Strength
3, 2, 1, 0 Pause Back Squat
Build to a heavy set for the day on the 3, 2, 1, 0 Pause Squat.
Then use the same weight for 2 sets of 4-6 reps with no pausing on any reps.
*Perform 4-6 kettlebell thoracic rotations per side between sets*
Notes
The 3 pause squat will have a :04 pause just above parallel on the descent, another in the very bottom, and another just above parallel on the ascent.
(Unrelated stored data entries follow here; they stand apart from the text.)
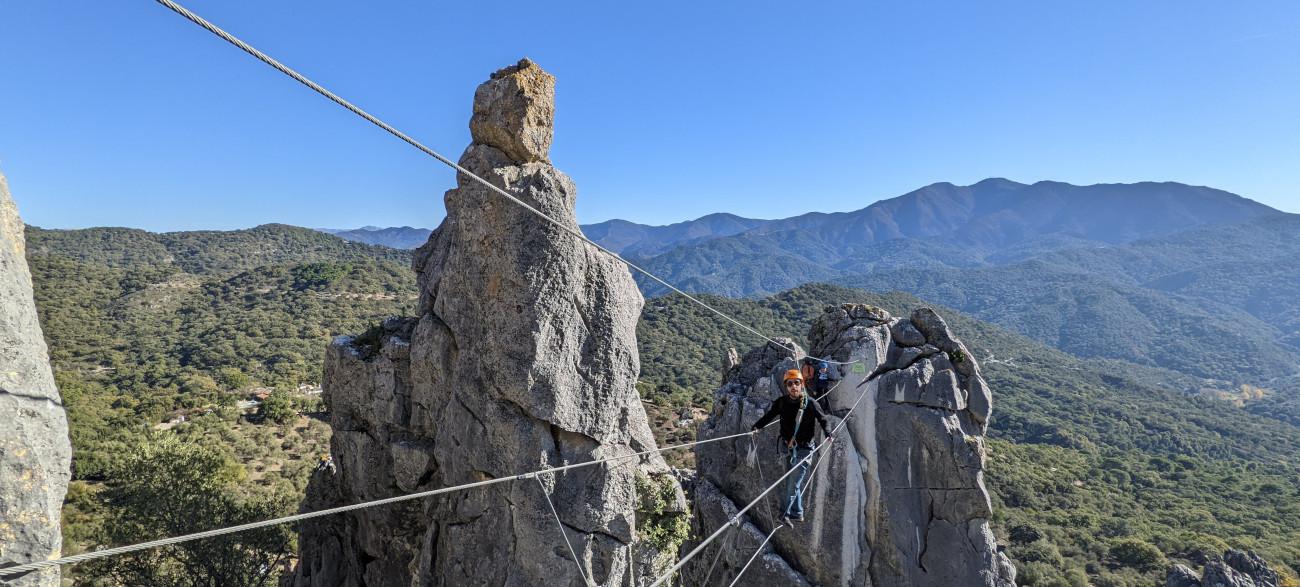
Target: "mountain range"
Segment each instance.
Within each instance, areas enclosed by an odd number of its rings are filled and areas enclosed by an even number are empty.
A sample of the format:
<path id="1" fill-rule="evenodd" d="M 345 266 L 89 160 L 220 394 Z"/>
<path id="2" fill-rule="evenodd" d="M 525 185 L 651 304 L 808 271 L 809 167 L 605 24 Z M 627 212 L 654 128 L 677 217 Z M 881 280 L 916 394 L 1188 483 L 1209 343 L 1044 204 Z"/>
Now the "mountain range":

The 2 pause squat will have a :04 pause just above parallel on the descent and the ascent, with no pause in the bottom.
The 1 pause squat will have a :04 pause just above parallel on the descent.
The final rep be performed with no pause.
Move with an explosive intent as you stand up out of the pauses and out of the bottom of the squat.
For the kettlebell thoracic rotations, ensure you keep your knee in contact with the ground to avoid rotating out of the hips or lumbar spine instead of the thoracic spine.
Conditioning
Every 3:00 x 4 rounds
7 front squats
15-18 calories
Notes
Today’s workout is four intervals of front squats and calories. You will start a new round every 3:00. Your score will be your slowest round.
Your front squats can be moderately heavy. You should complete them unbroken.
The calories should be completed in :45 or less. These should be pretty close to a sprint. The goal is to get close to a 1:1 work to rest ratio.